In our study we also included male participants because we wanted to test whether the AfH algorithm may be also superior to the ASstd algorithm in the treatment of male OSA symptoms. The pathophysiological background for this interest is that flow limitation is reported to be the first symptom of a beginning OSA syndrome in men. When this early stage of OSA syndrome is ignored and not treated the symptoms become more severe with each year of missing treatment and obstructive hypopnoea and apnoea are added to the syndrome. Later on central apnoea may also occur. By splinting the upper airway collapsibility with an APAP therapy obstructive respiratory events are treated in the first line but maybe residual flow limitation will be untreated by ASstd or other standard APAP algorithms.

The aim of this study was to test the efficiency of the AfH algorithm in comparison to the standard APAP algorithm (ASstd) in women and in men by a prospective randomized intraindividual crossover trial.

Methods

The study protocol was approved by the ethics committee of the Philips University at Marburg (Germany) by registration number Studies 06/16. The study was performed in accordance with the ethical standards laid down in the Declaration of Helsinki. Written informed consent was obtained from all subjects. Registration as clinical trial was done under No. DRKS00012568 at the German Registry of clinical trials.

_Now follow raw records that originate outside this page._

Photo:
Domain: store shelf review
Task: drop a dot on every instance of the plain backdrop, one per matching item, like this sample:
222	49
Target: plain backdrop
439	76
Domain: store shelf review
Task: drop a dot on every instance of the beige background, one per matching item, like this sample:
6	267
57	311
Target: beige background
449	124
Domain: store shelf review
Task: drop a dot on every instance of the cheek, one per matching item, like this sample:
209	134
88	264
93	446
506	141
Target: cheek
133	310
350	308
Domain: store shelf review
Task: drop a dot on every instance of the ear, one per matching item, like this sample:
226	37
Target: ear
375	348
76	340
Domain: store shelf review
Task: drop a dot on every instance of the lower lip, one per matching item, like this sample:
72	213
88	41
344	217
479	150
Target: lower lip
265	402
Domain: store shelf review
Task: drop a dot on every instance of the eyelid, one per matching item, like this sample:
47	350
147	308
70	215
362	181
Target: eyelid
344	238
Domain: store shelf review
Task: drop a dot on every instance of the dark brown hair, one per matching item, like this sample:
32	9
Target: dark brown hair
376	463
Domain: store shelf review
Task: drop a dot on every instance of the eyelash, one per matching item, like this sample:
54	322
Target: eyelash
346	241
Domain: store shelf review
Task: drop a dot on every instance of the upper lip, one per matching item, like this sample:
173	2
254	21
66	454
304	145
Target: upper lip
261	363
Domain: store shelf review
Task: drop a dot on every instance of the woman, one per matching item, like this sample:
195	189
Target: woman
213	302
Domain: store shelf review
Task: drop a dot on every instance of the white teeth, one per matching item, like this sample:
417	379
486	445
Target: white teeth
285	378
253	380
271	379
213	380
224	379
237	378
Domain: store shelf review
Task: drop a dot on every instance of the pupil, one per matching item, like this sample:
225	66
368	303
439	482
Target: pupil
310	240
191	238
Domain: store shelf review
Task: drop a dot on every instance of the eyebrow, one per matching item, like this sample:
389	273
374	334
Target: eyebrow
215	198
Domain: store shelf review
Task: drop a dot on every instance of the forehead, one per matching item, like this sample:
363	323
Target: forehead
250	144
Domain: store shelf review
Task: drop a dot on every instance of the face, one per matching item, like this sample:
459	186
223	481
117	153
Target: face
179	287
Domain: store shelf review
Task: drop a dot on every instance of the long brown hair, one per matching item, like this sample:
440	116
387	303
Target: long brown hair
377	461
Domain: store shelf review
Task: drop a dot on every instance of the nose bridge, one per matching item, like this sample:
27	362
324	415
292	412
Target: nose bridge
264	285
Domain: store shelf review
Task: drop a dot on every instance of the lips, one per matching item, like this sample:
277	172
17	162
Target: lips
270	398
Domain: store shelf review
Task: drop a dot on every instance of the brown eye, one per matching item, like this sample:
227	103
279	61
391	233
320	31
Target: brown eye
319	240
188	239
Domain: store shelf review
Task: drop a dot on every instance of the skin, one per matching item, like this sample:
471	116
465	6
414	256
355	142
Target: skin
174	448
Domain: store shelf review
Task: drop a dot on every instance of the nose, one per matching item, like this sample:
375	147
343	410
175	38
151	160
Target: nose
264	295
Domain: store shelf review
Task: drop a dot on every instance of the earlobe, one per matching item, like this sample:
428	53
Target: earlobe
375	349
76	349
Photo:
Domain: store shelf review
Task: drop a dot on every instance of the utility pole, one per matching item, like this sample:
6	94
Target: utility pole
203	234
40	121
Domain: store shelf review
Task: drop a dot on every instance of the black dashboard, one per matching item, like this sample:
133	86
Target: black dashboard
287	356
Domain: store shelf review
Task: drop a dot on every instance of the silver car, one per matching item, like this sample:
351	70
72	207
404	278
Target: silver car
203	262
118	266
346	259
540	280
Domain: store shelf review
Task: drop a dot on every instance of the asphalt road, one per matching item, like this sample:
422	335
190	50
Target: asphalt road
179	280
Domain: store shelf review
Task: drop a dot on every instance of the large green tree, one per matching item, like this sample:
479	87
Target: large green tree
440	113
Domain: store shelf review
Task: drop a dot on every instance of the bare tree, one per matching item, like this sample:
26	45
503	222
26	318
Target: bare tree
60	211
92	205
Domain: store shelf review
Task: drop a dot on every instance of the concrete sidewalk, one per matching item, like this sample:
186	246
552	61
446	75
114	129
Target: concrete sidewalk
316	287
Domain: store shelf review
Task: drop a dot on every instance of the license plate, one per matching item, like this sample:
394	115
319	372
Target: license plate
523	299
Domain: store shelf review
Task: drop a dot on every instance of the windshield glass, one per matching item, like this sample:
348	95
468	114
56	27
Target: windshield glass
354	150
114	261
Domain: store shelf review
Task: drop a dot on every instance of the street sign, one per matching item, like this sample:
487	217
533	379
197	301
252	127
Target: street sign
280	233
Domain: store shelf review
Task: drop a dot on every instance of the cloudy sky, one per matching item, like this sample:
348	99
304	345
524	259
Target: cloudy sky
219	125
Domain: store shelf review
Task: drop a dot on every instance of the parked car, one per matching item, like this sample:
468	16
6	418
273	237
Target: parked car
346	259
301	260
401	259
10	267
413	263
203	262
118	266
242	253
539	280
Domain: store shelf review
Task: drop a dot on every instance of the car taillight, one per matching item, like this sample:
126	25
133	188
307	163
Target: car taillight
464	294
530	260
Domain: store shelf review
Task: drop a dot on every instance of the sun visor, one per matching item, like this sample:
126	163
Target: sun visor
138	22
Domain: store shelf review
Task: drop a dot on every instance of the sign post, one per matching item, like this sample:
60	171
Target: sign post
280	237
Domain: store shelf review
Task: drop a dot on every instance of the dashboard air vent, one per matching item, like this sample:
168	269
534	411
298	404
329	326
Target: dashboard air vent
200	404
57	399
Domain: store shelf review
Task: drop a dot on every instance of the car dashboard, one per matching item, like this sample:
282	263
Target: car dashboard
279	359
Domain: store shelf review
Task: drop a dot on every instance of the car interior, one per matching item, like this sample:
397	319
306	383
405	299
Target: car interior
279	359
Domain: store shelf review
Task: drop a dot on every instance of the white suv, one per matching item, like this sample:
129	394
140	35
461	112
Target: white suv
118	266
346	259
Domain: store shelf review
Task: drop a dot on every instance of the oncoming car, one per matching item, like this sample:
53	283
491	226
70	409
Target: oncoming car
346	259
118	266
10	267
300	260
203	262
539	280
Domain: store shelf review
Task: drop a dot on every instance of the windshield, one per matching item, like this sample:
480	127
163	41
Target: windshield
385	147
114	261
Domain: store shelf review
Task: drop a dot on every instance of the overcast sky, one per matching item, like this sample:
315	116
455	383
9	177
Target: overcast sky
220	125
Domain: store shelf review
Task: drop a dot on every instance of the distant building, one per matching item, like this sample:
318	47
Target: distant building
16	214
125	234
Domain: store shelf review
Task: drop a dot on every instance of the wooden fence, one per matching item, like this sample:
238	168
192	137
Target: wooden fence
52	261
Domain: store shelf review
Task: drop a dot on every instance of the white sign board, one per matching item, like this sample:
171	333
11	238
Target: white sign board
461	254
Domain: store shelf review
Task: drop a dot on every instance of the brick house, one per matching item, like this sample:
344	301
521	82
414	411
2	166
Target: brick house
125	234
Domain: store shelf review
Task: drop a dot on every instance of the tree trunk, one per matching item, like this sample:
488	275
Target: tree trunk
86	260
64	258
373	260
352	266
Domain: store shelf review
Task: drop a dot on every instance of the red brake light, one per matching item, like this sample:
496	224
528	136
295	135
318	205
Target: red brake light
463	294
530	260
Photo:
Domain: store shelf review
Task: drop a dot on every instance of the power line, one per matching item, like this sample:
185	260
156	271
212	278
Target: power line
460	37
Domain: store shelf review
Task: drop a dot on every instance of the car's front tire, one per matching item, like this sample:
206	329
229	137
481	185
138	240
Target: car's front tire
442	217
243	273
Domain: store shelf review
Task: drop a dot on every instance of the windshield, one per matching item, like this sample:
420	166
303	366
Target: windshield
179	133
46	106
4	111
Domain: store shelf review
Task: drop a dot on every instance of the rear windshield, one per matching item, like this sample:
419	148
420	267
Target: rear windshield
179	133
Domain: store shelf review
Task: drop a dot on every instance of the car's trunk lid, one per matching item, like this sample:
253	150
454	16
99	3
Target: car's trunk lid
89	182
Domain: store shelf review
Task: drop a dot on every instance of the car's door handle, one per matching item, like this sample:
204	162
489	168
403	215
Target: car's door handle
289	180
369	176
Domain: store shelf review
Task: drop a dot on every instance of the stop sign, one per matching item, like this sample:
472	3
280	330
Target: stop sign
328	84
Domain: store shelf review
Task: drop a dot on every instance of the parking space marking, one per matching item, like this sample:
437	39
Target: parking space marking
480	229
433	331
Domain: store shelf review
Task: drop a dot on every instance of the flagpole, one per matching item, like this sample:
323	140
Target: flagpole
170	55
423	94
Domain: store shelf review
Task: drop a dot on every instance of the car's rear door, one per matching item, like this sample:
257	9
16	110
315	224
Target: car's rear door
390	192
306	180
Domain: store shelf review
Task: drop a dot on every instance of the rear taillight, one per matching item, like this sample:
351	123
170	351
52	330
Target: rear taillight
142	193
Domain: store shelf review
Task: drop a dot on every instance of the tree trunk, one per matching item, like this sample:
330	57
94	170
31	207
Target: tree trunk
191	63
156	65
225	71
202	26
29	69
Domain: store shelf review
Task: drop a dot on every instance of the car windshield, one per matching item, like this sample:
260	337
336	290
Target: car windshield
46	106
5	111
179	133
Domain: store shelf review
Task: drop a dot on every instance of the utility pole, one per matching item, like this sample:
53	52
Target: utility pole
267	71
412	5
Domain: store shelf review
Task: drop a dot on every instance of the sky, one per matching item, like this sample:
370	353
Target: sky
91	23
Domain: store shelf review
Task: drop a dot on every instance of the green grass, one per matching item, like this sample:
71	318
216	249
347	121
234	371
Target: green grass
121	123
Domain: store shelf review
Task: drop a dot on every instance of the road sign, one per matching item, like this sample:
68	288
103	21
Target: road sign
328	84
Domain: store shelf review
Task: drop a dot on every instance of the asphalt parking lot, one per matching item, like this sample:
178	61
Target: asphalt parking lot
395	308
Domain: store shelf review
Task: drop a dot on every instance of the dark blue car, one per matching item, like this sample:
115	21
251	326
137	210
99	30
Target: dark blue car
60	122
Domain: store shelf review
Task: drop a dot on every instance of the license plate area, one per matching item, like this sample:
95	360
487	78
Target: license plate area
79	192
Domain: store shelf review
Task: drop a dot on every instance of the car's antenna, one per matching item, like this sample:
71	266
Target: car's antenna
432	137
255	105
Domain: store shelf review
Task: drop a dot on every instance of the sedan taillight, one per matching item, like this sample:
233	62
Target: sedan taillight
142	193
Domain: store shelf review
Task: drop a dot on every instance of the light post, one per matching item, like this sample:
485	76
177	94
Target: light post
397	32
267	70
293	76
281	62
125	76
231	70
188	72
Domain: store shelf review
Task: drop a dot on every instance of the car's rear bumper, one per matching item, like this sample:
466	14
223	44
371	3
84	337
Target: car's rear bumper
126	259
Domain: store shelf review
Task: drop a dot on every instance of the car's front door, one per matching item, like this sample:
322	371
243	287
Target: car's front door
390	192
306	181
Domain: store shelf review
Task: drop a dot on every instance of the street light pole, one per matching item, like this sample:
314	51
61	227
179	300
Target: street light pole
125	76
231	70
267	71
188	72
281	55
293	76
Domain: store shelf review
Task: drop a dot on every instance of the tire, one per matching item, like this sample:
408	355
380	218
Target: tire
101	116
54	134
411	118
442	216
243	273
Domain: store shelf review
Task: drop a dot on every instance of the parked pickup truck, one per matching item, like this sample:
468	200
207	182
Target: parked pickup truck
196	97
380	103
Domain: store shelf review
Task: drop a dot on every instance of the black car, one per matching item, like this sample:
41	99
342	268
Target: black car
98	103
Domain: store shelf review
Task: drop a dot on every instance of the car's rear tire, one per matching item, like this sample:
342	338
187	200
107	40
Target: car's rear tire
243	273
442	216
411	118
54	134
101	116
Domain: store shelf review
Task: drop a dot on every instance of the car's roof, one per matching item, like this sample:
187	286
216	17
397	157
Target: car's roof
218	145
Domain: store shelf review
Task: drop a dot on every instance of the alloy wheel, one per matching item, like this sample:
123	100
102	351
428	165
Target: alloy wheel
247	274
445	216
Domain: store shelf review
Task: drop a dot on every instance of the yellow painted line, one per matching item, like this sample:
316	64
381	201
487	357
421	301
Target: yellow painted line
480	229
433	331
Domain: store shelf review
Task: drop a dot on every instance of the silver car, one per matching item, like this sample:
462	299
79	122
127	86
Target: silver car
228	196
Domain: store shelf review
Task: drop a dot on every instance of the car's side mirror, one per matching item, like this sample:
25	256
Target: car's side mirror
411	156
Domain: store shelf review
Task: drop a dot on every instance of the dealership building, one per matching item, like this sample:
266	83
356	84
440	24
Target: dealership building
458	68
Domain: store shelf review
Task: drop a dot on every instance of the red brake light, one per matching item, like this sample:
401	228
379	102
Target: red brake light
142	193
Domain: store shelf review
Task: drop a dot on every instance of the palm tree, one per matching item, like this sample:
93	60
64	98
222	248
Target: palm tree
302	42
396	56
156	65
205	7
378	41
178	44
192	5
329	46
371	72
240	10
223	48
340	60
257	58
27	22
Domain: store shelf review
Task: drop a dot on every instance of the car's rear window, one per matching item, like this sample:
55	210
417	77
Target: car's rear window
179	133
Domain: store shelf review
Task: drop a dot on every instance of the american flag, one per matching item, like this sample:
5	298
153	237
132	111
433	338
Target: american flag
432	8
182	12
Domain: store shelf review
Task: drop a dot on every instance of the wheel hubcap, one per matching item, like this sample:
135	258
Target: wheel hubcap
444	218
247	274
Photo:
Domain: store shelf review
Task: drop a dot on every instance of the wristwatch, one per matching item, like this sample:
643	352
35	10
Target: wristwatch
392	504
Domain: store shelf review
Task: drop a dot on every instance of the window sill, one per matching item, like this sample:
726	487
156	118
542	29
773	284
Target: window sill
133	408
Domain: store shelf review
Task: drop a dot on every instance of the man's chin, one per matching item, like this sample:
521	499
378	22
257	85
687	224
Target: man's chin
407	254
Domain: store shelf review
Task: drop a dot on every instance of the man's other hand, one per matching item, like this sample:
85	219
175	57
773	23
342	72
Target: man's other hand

Recruitment of study participants was done among patients who came for the first time into our sleep laboratory for the purpose of validating a possible diagnosis of sleep disordered breathing. All patients underwent full night diagnostic polysomnography according to AASM standards to confirm the diagnosis as well as to avoid a first night effect during the polysomnography for study purposes in the second night.

The second AASM Polysomnography was done in the first therapy night of each patient. In the middle of the night the APAP mode was changed from AfH to ASstd or vice versa. In order to have no bias in the amounts especially of slow wave sleep and REM sleep in dependence on first/second half of the night in each group the test sequence AfHASstd was changed to ASstd AfH for half of the patients.

Polysomnography (PSG) was done by SOMNOscreen® PSG recorders together with the DOMINO® sleep laboratory software (SOMNOmedics, Randersacker, Germany). The below described algorithm for flow limitation analysis was programmed into the DOMINO® software.

Sleep stages were scored by an experienced board certified sleep technician. The flow signal from the AirSense 10 Autoset for Her was incorporated into the recorded data streams by the use of TxLink® devices (ResMed Ltd., Bella Vista, Sydney). The flow signal was analysed by a newly developed algorithm that calculates the obstructive coefficient© (SOMNOmedics, Randersacker, Germany, OC) for each breath by dividing the relative inspiratory tidal volume (relTVinsp, area under the positive slope of the flow signal) by the quotient of inspiration time to expiration time (tinsp/texp):

OC = relTVinsp / (tinsp/texp)

Division by (tinsp/texp) takes into account, that inspiration is compensatorily prolonged in the presence of flattening and airway obstruction [18,19]. The result of this calculation is a value of around 1000 when the area under the inspiratory flow curve is relatively large and no signs of flow limitation are seen in the contour of the inspiratory flow curve and a rounded sinusoidal shape is observed. In complete airway collapse the formula equals zero. All flow curve transitions between these two endpoints equal a value in the range 0-1000 as shown in (Figure 1).